Specifically, they include:
- The main residence, as well as second homes, land, and rental property;
- Shares held in French property companies, called sociétés civiles immobilières (SCI);
- Shares held in property funds, such as SCPI (sociétés civiles de placement immobilier) and OPCI (organismes de placement collectif en immobilier), including those held via an assurance vie policy;
- Shares held in companies up to the value of their property, where you hold at least 10% of the equity.
ii. Exempted Property
Business property assets are totally exempt, but only provided:
- They are used in the exercise of a business activity;
- The activity is exercised by the owner or their partner;
- It is the main activity of the owner;
- The property/investment is necessary for the exercise of the business activity
Furnished lettings are only exempt if the landlord is a registered professional landlord. That is to say, if their rental income is greater than €23,000pa, which must also be greater than their other professional income.
In addition, woodland or woodland investments are exempt at 75% of their value, but you need to declare at their full market value.
In principle, assurance vie contracts are also exempt, although that part of the policy that is invested in property (via SCPI, OPCI, SICAV and FCP) in unités de compte may be included.
iii. Valuation of Assets
The value of the assets is as at 1st January of the tax year.
The principal residence benefits from a 30% discount on its open market value.
Tenanted property is ordinarily granted a 20% discount.
In relation to residential properties that are rented out the authorities would ordinarily accept valuation of such a property on the basis of capitalisation of the rent at the rate of 5%. Commercial properties can be capitalised at 8%.
Property held under usufruct (usufruit) is valued at its full freehold open market value, unless a spouse has inherited the property on this basis, when the usufruct is then valued on a discounted basis, in accordance with a scale based on the life expectancy of the usufructuary. Thus, between 71 and 80 years of age the value of the usufruct is 30% of the full freehold value of the property.
To take an example. A surviving wife, aged 73, opts for the full usufruct of a rental property portfolio valued at €3 million. Assuming the couple's two children hold the bare ownership of the portfolio and do not have any other real estate in France, the taxable assets will be respectively €900,000 for the usufruct (30%) and €1,050,000 euros (70%/2) per child. In this situation, the breakdown of taxable assets means that no member of the family is subject to the wealth tax.
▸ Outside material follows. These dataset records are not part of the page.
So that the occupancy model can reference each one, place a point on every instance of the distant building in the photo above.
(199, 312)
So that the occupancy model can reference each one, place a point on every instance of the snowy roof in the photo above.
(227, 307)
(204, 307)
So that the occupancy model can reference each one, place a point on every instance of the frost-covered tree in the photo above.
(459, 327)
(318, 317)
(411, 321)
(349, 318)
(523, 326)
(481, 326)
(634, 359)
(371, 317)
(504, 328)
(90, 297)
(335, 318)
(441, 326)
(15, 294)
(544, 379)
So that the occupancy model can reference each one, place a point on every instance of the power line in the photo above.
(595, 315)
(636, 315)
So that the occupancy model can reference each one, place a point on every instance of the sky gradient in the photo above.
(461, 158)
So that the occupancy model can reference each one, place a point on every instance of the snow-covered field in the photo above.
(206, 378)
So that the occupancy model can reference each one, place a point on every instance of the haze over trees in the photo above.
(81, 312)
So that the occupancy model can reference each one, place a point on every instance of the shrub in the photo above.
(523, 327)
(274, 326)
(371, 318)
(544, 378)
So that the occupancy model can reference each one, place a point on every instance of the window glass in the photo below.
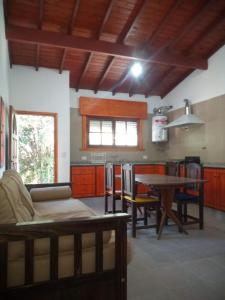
(113, 132)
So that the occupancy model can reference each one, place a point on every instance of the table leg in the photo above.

Debts are deductible, provided they existed on 1st January of the tax year, that they are the responsibility of the owner, and relate to the taxable assets.
Deductible debts include those for the purchase, improvement or maintenance of property, as well as debts in relation to the purchase of property investments.
A mortgage against the principal home is deductible from the value of the property, provided the debt does not exceed 70% of the value, due to the 30% abatement on the principal home. Thus, for a property with a value of €500K (€350K after 30% abatement) a debt is deductible up to €350K.
Non-deductible debts are those where the value of the property assets exceeds €5 million and the amount of the debt exceeds 60% of the value of the assets. Where this occurs the amount of the debt exceeding this threshold is only 50% deductible.
Similarly, debts between family members are not deductible, unless they are taken under normal market terms.
Debts in connection with fully exempt assets are not deductible.
Loans with the principle repayable at the end of the contract - known as in fine loans - are commonly used to reduce the tax base to the wealth tax. This scheme permits the taxpayer to ensure the deductibility of fixed-rate debt for the duration of the loan. Henceforth, it will only be possible to deduct a notional depreciated sum, not the totality of the capital still owed.